Well, ever since Marbury v Madison (“Marbury”) in 1803 the American Judiciary, especially the Supreme Court, has risen from the weakest branch of government to the strongest. As they showed in Roe v Wade (“Roe”) and more recently in Obergefell, the Supreme Court has taken it upon themselves to impose their own morality on the people when their morality differs from that of the people.

It’s a sad day for democracy when a majority of judges on a single court decide to override the legitimately democratic will of the people with nothing more to back them up other than an unconvincing appeal to moral platitudes and the doctrine of substantive due process. What is to be made of a court that interprets the phrase “nor shall any state deprive any person of life, liberty, or property, without due process of law” to mean that the they have the power of judicial review to hold state laws unconstitutional because they do not agree with the moral premise of the law before them?
What I find more disconcerting than holding that abortion and same-sex marriage are fundamental rights protected by the “liberty” in the Due Process Clause—we can all agree that the framers of the 14th Amendment did not contemplate either—is that the “liberty” protected by the Due Process Clause is now viewed as hallowed turf, rights that simply cannot be withheld, which in fact completely disregards the rest of the phrase which clearly means that “life, liberty and property” can be constitutionally withheld by the due process of law.
Now I fail to comprehend how democratically passed laws without any semblance of corruption or impropriety of procedure fail to constitute “due process of law”. Essentially, the Texas abortion statute in Roe and the same-sex statutes in Obergefell were legitimately democratically passed laws. And yet, these laws were ruled unconstitutional simply because the majority of Justices decided that the morality of the laws were personally unacceptable to them, so they took it upon themselves to use the Constitution to impose their own moral imperatives (I cannot stress this enough, they “used” the Constitution; they did not interpret the Constitution without passion and prejudice).

Now, if that is the role of the Supreme Court, then what are we to make of the most famous dictum in American Constitutional Law, of Chief Justice Marshall’s dictum in Marbury: that “[t]he government of the United States has been emphatically termed a government of laws, and not of men”.
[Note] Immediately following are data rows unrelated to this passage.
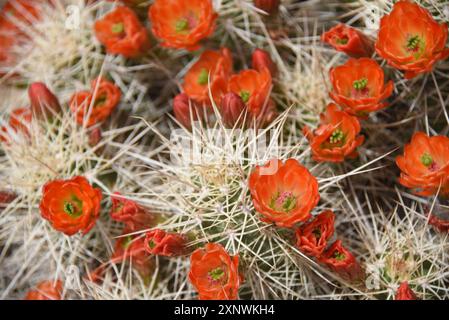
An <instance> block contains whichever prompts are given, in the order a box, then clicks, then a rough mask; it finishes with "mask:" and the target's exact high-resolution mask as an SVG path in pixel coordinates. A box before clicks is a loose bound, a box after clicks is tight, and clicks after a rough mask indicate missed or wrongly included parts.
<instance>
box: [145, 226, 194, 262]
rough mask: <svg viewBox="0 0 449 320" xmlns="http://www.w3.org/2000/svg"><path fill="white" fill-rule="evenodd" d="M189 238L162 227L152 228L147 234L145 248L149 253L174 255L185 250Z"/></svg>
mask: <svg viewBox="0 0 449 320" xmlns="http://www.w3.org/2000/svg"><path fill="white" fill-rule="evenodd" d="M186 240H187V238H186V237H185V236H184V235H181V234H177V233H167V232H165V231H164V230H161V229H155V230H151V231H149V232H147V233H146V236H145V249H146V250H147V252H148V253H149V254H153V255H159V256H166V257H174V256H179V255H182V254H183V253H184V252H185V245H186Z"/></svg>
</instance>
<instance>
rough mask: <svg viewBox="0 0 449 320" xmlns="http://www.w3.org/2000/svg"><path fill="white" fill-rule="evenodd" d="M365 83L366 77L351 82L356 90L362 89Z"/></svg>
mask: <svg viewBox="0 0 449 320" xmlns="http://www.w3.org/2000/svg"><path fill="white" fill-rule="evenodd" d="M367 85H368V79H366V78H362V79H359V80H356V81H354V82H353V83H352V86H353V87H354V89H356V90H363V89H365V88H366V86H367Z"/></svg>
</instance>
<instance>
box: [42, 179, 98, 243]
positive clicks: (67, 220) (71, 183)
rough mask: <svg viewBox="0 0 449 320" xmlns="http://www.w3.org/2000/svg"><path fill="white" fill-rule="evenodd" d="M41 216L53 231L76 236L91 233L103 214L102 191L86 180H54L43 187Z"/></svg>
mask: <svg viewBox="0 0 449 320" xmlns="http://www.w3.org/2000/svg"><path fill="white" fill-rule="evenodd" d="M42 193H43V194H42V200H41V203H40V206H39V207H40V210H41V215H42V217H43V218H44V219H46V220H48V221H49V222H50V223H51V225H52V226H53V228H54V229H56V230H58V231H61V232H63V233H65V234H66V235H69V236H71V235H73V234H75V233H77V232H78V231H81V232H82V233H83V234H86V233H87V232H89V230H90V229H92V227H93V226H94V225H95V222H96V221H97V219H98V216H99V214H100V202H101V198H102V194H101V191H100V190H99V189H95V188H93V187H92V186H91V185H90V184H89V182H88V181H87V180H86V178H84V177H80V176H78V177H74V178H72V179H69V180H54V181H51V182H48V183H47V184H46V185H44V187H43V191H42Z"/></svg>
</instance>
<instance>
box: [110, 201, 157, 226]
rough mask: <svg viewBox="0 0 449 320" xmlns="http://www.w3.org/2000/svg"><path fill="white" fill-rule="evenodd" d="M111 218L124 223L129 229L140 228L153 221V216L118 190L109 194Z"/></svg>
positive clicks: (152, 222)
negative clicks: (125, 197)
mask: <svg viewBox="0 0 449 320" xmlns="http://www.w3.org/2000/svg"><path fill="white" fill-rule="evenodd" d="M111 199H112V208H111V218H112V219H114V220H116V221H120V222H123V223H125V224H126V226H127V227H128V228H129V229H131V230H136V231H137V230H142V229H145V228H148V227H150V226H151V225H152V224H153V223H154V220H155V218H154V216H153V215H152V214H151V213H150V212H148V211H147V210H145V209H144V208H142V207H141V206H139V205H138V204H137V203H136V202H134V201H132V200H129V199H126V198H124V197H122V196H121V195H120V193H119V192H114V193H113V195H112V196H111Z"/></svg>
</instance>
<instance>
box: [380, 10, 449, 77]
mask: <svg viewBox="0 0 449 320" xmlns="http://www.w3.org/2000/svg"><path fill="white" fill-rule="evenodd" d="M447 33H448V30H447V24H446V23H441V24H439V23H438V22H436V21H435V20H434V19H433V17H432V16H431V14H430V13H429V11H428V10H427V9H425V8H423V7H421V6H420V5H418V4H416V3H413V2H411V1H398V2H396V3H395V4H394V6H393V10H392V11H391V12H390V14H388V15H386V16H384V17H382V19H381V21H380V29H379V34H378V37H377V42H376V51H377V53H378V54H379V55H380V56H381V57H382V58H384V59H385V60H387V62H388V64H389V65H391V66H392V67H394V68H396V69H399V70H403V71H405V75H404V76H405V78H406V79H410V78H413V77H415V76H417V75H418V74H421V73H425V72H430V71H432V69H433V66H434V64H435V63H436V62H437V61H439V60H444V59H446V58H447V57H449V48H446V40H447Z"/></svg>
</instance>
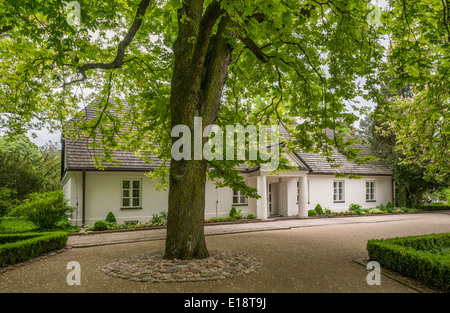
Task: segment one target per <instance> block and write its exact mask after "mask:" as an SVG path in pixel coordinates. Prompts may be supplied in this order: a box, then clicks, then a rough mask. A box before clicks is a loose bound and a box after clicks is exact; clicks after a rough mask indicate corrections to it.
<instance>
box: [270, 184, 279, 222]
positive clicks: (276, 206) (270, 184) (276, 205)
mask: <svg viewBox="0 0 450 313" xmlns="http://www.w3.org/2000/svg"><path fill="white" fill-rule="evenodd" d="M268 187H269V188H268V192H267V206H268V210H269V214H268V216H278V215H279V214H280V213H279V210H278V183H269V186H268Z"/></svg>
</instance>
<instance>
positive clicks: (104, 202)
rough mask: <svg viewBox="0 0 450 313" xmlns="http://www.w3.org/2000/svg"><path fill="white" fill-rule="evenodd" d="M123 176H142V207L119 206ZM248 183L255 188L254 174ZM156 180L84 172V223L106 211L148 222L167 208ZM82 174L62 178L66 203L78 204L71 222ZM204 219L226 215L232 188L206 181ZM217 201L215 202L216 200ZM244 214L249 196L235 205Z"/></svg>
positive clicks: (255, 186) (99, 215)
mask: <svg viewBox="0 0 450 313" xmlns="http://www.w3.org/2000/svg"><path fill="white" fill-rule="evenodd" d="M123 179H141V181H142V195H141V198H142V203H141V204H142V209H121V207H122V203H121V199H122V198H121V192H122V188H121V184H122V180H123ZM246 179H247V184H248V185H250V186H252V187H255V188H256V178H255V177H250V178H246ZM155 184H156V183H155V182H154V181H152V180H150V179H149V178H148V177H147V176H145V173H139V172H112V171H109V172H106V171H95V172H94V171H88V172H86V208H85V211H86V217H85V223H86V225H93V224H94V223H95V222H96V221H98V220H105V218H106V216H107V214H108V213H109V212H113V213H114V215H115V217H116V220H117V223H119V224H122V223H124V222H126V221H139V222H149V221H150V220H151V218H152V215H153V214H159V213H160V212H161V211H167V209H168V193H169V192H168V188H167V189H166V190H165V191H164V190H163V191H159V190H156V189H155V188H154V185H155ZM82 190H83V186H82V174H81V172H73V171H72V172H68V173H67V174H66V177H65V179H63V191H64V195H65V198H66V199H69V205H72V206H74V207H76V208H77V211H75V212H74V213H73V214H72V219H71V223H72V224H74V225H81V224H82V197H83V195H82ZM205 191H206V196H205V219H209V218H211V217H227V216H228V215H229V213H230V210H231V207H232V206H233V203H232V201H233V191H232V190H231V189H230V188H219V189H217V188H215V184H214V183H213V182H212V181H208V182H207V184H206V190H205ZM217 201H218V202H217ZM235 207H236V209H237V210H242V214H244V215H245V216H246V215H248V214H250V213H252V214H254V215H256V200H255V199H251V198H249V199H248V204H246V205H235Z"/></svg>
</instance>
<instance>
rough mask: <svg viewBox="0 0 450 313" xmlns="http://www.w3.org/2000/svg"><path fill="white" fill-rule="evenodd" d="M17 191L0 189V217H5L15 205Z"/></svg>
mask: <svg viewBox="0 0 450 313" xmlns="http://www.w3.org/2000/svg"><path fill="white" fill-rule="evenodd" d="M16 194H17V191H15V190H13V189H8V188H6V187H0V217H2V216H5V215H7V214H8V213H9V212H10V211H11V209H12V208H13V206H14V204H15V203H16V201H17V200H16V199H15V197H16Z"/></svg>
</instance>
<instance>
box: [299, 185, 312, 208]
mask: <svg viewBox="0 0 450 313" xmlns="http://www.w3.org/2000/svg"><path fill="white" fill-rule="evenodd" d="M306 182H307V184H308V204H309V203H310V199H309V180H307V181H306ZM299 194H300V187H299V182H298V181H297V203H298V199H299Z"/></svg>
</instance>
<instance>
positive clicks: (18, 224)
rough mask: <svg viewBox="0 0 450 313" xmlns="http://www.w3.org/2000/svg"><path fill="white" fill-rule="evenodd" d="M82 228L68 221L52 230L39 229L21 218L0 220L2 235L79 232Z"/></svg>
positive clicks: (10, 217)
mask: <svg viewBox="0 0 450 313" xmlns="http://www.w3.org/2000/svg"><path fill="white" fill-rule="evenodd" d="M79 230H80V227H77V226H70V225H69V223H68V221H61V222H59V223H58V224H57V225H56V227H54V228H52V229H39V227H37V226H36V225H35V224H33V223H32V222H29V221H27V220H25V219H24V218H20V217H3V218H1V219H0V234H19V233H29V232H44V231H45V232H48V231H66V232H77V231H79Z"/></svg>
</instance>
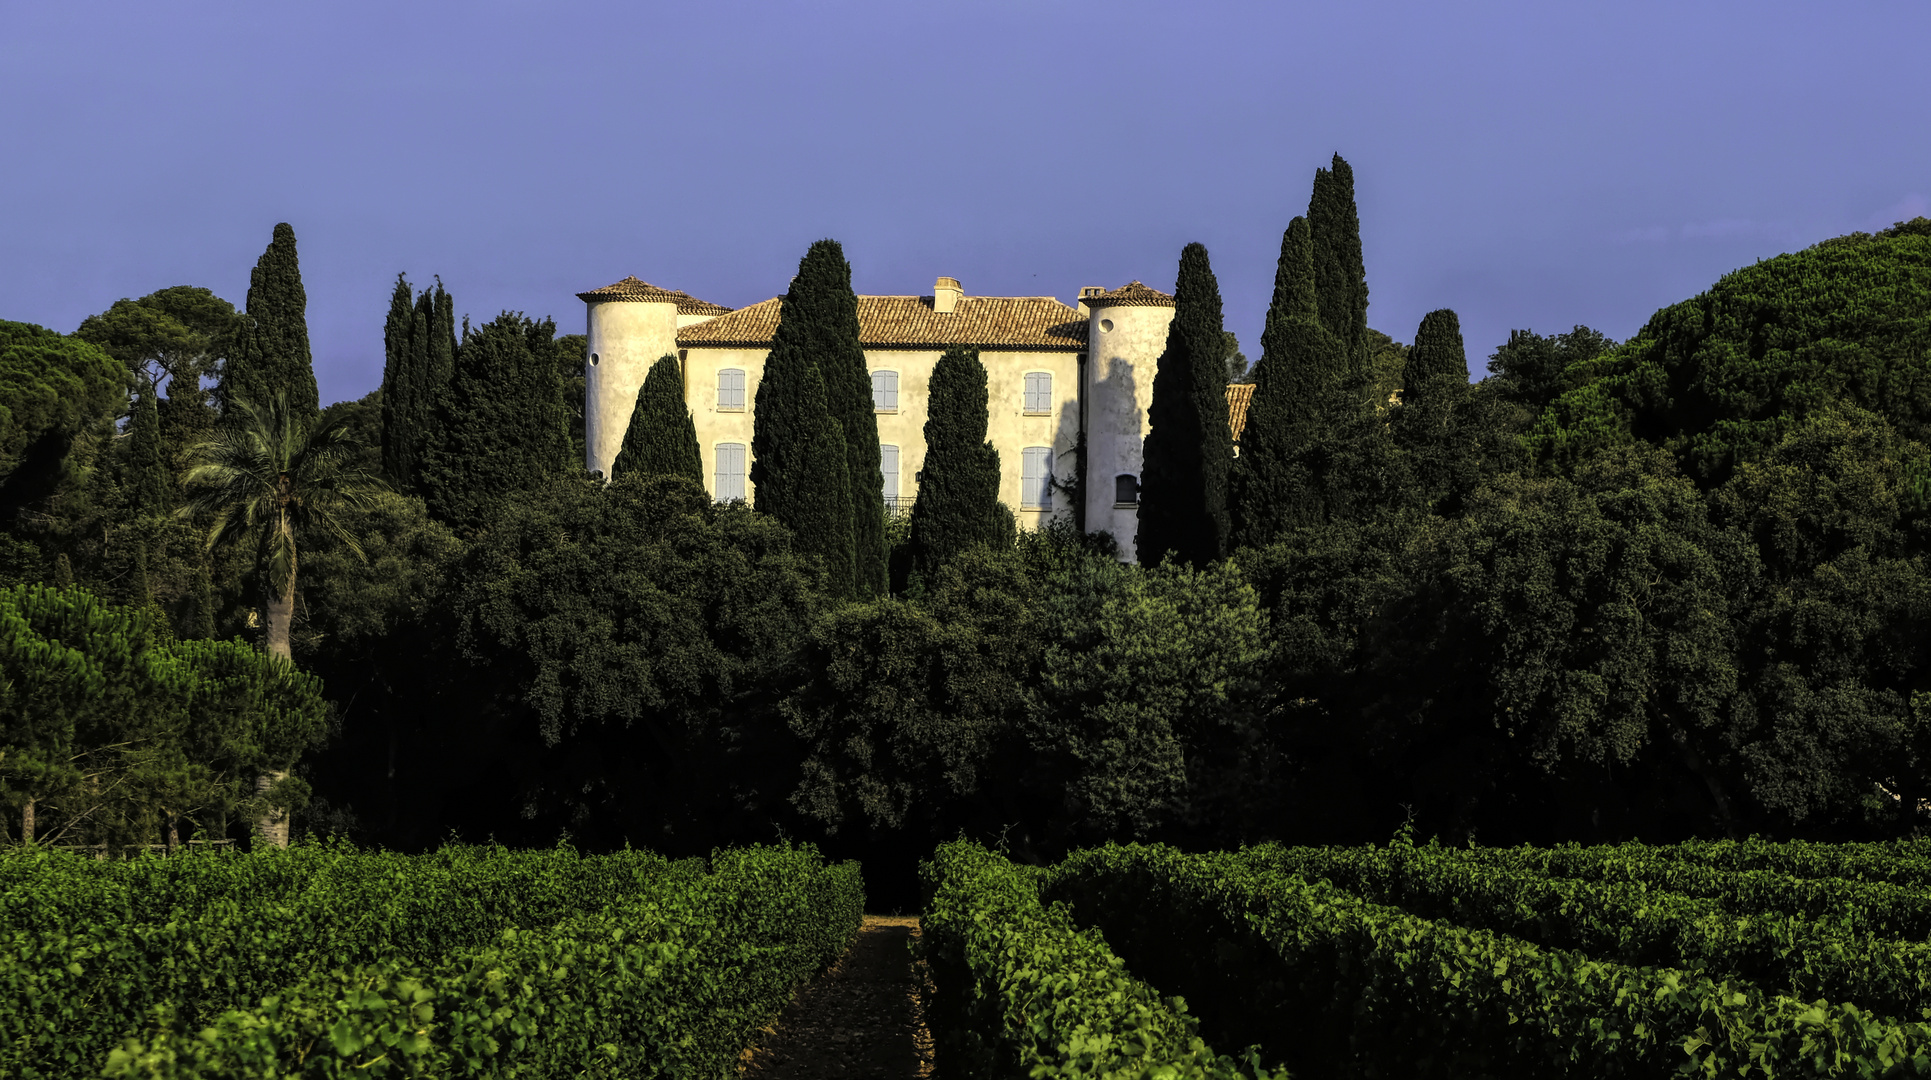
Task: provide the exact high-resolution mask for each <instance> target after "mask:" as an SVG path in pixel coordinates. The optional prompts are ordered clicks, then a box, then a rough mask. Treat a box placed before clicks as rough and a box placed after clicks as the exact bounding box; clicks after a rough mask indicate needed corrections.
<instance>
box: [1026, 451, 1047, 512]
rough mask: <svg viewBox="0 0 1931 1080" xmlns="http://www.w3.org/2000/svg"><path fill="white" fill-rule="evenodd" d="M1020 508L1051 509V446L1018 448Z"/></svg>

The right of the people to self-government is surely the most fundamental of all constitutional rights. That was the whole point of the American Revolution. Justice Scalia’s successor is going to determine whether the Court’s judicial philosophy stays true to Chief Justice Marshall’s dictum and upholds the right of the people to self-government, or whether the Court continues its lurch towards judicial activism so as to become a powerful judicial oligarchy.
Choose wisely Mr McConnell and Mr Grassley, or simply refuse to confirm.